[WIP] - Using assistant in AutomaticSpeechRecognitionPipeline with different encoder size
This PR aims at fixing issue #30611:
-
First: an error will be thrown if the assistant and main models encoders don't have the same size, and the assistant is loaded using
AutoModelForCausalLM. -
Second: This PR makes the pipeline work when using an assistant with a different encoder size (loaded with
AutoModelForCausalLM) than the main model:
When using AutomaticSpeechRecognitionPipeline, If we use an assistant with a different encoder size then the main model , the pipeline is broken and we get the following error message:
ValueError: Whisper expects the mel input features to be of length 3000, but found 1500. Make sure to pad the input mel features to 3000.
Explanation of the solution
When doing short form generation with the pipeline, input_features aren't passed to the generate method, which instead takes the output of the main model's encoder.
If the main model and the assistant don't share the same encoder, the encoder_output passed to generate cannot be used by the assistant for generation, and we get an error.
The solution here is to also pass the input_features to the generate method to be used by the assistant.
Who can review?
@sanchit-gandhi
The docs for this PR live here.

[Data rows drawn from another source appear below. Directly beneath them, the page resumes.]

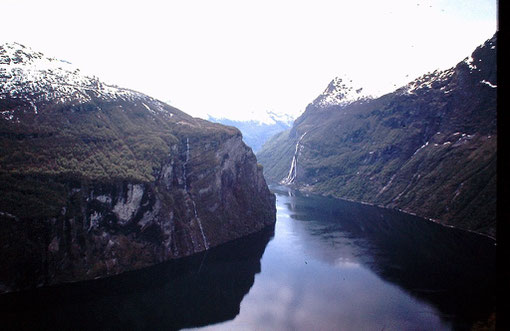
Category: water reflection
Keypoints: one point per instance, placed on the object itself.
(451, 269)
(200, 290)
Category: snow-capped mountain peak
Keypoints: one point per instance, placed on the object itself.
(31, 76)
(341, 91)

All of your documentation changes will be reflected on that endpoint. The docs are available until 30 days after the last update.

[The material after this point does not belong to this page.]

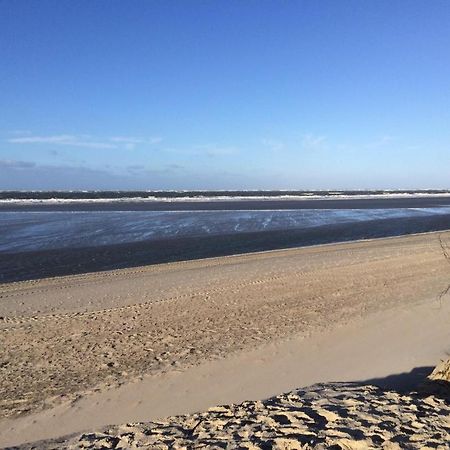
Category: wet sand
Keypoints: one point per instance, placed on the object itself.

Is there a test that confirms correctness after the fix? There's likely a relevant slow pipeline test that was either failing, or was not rigorous enough
Please have a look at #30726 for an alternative fix -- IMO, the root source of problems is the ASR pipeline doing a redundant operation, and not in generate :)
I hope you don't mind me crashing into the issue 🙌 (I only noticed this PR after opening #30726, when trying to link all related issues)

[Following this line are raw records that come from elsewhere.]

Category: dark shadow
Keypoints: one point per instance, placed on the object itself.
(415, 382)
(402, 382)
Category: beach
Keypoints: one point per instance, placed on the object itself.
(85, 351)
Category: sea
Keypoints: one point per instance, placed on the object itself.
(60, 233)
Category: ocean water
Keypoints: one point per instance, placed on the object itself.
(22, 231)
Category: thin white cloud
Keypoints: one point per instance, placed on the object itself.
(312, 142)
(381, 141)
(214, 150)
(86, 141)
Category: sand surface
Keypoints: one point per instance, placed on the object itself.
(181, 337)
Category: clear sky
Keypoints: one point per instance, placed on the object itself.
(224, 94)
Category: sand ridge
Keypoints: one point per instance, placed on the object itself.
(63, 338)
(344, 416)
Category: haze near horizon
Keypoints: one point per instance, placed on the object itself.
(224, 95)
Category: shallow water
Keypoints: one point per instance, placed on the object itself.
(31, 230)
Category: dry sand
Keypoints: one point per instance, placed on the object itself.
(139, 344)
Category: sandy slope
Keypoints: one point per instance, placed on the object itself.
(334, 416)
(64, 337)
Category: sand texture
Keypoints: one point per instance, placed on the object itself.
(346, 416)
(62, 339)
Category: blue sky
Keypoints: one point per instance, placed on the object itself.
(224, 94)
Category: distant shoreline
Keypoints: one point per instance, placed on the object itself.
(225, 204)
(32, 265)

I think this PR is ready to be merged!
cc @amyeroberts @gante if you want to have a look ;)
Thanks @gante for the review :) @amyeroberts could you please merge this PR ?
@kamilakesbi It still needs a final core maintainer review and approval before merge (+ resolution of conflicts) :). I'll review now
hi @amyeroberts, I've added a slow test which pass :) I think quality checks fails are unrelated to this PR, and will be fixed by #30932.
Quick checklist before merge:
- [ ] Resolve all comment threads that have been addressed
- [ ] Fix the merge conflict in
automatic_speech_recognition.py - [ ] Rebase onto main to get the style fixes from #30932 (once the PR is merged)
- [ ] Ping me to get this merged!
Nice work @kamilakesbi!